Experimental Design Details
In the experiment, we want to establish whether the revenue ranking of different auction formats (second-price vs. Japanese English auctions) predicted by standard theory (Milgrom & Weber, 1982) hold in a laboratory experiment. In the theory, the additional revealed information embedded in drop-out prices of a Japanese English auction is expected to increase revenue. However, an alternative hypothesis is that the information revealed might help bidders overcome strategic misconceptions, such as the winner's curse. If this is the case, revenue may decrease when more information is revealed. In the experiment we want to test these competing hypothesis.
In the oral outcry auction, we mimic auction formats commonly used in practice, which might also allow for some information revelation. Additionally, in this treatment we do not restrict bidders to incremental bidding. We can thus study the effect of allowing for non-incremental bidding in auctions.
Our primary measures in this experiment are the revenues of different auction formats and bidding strategies, as measured by dropout prices in second-price and Japanese English auctions, or bids submitted in the oral outcry auctions.

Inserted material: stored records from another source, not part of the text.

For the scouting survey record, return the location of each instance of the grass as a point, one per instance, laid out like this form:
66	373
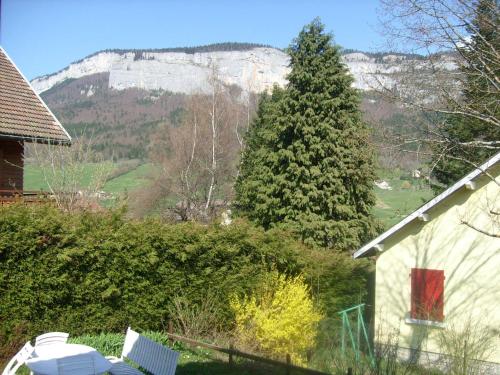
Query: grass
126	182
391	207
405	197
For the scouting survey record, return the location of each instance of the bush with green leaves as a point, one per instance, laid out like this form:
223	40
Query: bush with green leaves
101	272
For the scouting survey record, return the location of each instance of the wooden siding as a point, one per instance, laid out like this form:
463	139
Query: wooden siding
11	165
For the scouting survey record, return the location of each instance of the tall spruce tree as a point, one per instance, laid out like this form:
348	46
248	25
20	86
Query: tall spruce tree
308	165
480	70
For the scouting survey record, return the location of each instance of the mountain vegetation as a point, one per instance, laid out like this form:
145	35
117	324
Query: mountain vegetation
470	139
308	165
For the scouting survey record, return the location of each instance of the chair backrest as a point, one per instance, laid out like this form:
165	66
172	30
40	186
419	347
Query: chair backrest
81	364
19	359
51	338
153	357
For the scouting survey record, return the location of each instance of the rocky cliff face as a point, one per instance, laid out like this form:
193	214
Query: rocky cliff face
256	69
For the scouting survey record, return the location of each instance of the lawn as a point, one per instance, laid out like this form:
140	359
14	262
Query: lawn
192	360
391	207
406	196
125	182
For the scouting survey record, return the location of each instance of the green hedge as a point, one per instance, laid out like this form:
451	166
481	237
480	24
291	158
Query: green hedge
91	273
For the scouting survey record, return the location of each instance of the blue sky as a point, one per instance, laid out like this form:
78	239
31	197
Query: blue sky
43	36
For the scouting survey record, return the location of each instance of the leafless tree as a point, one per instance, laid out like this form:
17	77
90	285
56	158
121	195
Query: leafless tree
198	159
441	31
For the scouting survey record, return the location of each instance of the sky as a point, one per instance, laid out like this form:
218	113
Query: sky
44	36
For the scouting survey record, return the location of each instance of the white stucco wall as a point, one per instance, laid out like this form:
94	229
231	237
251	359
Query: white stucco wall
471	264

Our goal is to distinguish between the rational Nash benchmark (Milgrom & Weber, 1982), some classical behavioral models, such as incorporating winner's cursed bidders, and four potential naïve models, where bidders use available information in different ways.
The naïve models we will test are:
- Bidding equal to signal
- Bidding the expected value conditional on own signal and unconditional on winning (Goeree and Offerman, 2003)
- Bidding according to the signal-averaging rule (Levin et al. 1996)
- Naïve signal-averaging rule: Bidding average signals while assuming all other bidders bid their signal
We will focus on individual bidding strategies. We will classify bidders into the aforementioned models, based on the distance of the observed bidding strategies from the predictions of different models.
We will also compare models based on the extent to which they correctly predict the revenue ranking across auction formats. Revenue differences across formats will be assessed with the Mann–Whitney U test.
In addition, we are interested in potential learning effects, and perform the above analysis separately for the first and second half of the periods.
We will classify bankrupted bidders as bidders whose average earnings across all rounds, including their starting capital, is below zero. Then, we will discard all periods in which a bankrupted bidder won the auction. We will present the analysis both with and without the discarded data.